Winning Proposal to the Sarri Family Fellowship: 2019 Competition

Project Title: I’m Just Not a “Math Person”: Categorically Different Identities and their Development by Race and Gender

Faculty Sponsor: Elizabeth Bruch

Graduate Student: Anne Clark

Project Description

Among scholars who examine how math interest and self-competence evolve with age, there is disagreement as to whether the gender gap grows or shrinks with age. Furthermore, there is no research on whether gaps between white students and underrepresented minorities grow or shrink with age. Understanding the process whereby young people begin or cease to identify themselves as math people is crucial to diminishing the gender gap in pursuing STEM (science, technology, engineering, and math) majors. Do girls start with stronger math identities and get discouraged, or develop greater self-competence after a proven record of strong performance? Furthermore, it is clear that this process differs for white girls and minority girls. Black girls especially receive more encouragement in STEM at home while experiencing greater racial bias in school compared to white girls.

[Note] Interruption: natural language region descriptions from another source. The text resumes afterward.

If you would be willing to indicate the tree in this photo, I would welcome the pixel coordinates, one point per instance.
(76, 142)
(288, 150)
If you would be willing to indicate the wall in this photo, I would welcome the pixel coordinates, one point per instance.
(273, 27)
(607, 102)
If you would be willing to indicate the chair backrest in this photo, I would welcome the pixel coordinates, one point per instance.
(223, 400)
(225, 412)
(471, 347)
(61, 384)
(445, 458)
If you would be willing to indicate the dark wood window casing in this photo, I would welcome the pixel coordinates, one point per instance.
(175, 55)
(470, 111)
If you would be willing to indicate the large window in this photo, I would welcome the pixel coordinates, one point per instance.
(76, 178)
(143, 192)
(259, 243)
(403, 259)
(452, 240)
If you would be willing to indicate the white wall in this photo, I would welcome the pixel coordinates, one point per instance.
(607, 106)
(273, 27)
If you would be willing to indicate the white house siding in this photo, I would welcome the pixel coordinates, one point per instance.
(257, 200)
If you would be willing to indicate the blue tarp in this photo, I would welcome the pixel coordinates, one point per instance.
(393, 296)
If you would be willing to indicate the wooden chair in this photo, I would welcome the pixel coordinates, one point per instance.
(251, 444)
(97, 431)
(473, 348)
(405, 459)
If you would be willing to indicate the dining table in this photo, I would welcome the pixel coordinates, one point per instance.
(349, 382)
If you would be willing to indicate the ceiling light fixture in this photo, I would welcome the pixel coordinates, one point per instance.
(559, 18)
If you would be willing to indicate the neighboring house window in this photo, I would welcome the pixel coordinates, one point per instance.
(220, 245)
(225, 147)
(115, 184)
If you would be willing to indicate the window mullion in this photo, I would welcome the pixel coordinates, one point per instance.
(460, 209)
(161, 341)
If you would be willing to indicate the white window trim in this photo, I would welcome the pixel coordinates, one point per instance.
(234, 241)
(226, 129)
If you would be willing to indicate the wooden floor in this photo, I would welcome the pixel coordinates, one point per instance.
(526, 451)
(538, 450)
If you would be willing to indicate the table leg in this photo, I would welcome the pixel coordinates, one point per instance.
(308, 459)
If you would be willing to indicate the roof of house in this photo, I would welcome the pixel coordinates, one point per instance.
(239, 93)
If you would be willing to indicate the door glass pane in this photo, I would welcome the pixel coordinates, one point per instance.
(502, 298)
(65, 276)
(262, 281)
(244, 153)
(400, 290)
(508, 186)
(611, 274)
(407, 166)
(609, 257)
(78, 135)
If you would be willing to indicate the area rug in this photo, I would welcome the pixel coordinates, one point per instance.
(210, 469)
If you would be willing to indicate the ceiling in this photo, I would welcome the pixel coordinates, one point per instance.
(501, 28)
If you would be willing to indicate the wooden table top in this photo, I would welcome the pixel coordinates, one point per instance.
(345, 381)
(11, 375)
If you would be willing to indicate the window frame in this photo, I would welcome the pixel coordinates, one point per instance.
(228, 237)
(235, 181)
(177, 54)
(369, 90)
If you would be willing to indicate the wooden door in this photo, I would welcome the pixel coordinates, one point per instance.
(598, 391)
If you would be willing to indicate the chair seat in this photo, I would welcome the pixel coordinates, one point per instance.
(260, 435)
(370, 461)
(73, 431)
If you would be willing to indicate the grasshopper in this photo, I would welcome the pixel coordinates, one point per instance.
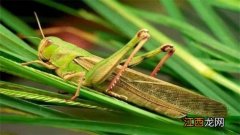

Uncovering the most common pathways whereby girls’ math identities evolve is important for identifying the most effective developmental stages for interventions increasing girls’ interest and self-competence in math. Furthermore, an intersectional analysis allows us to target strategies more effectively, for example, based on school or neighborhood racial composition. Therefore, the first goal of this study is to use a nationally representative data set to describe common trajectories of identity development in elementary and middle school and race and gender differences in the likelihood of taking any given pathway. The second goal of this study is to identify predictors of race and gender differences in pathways of identity development.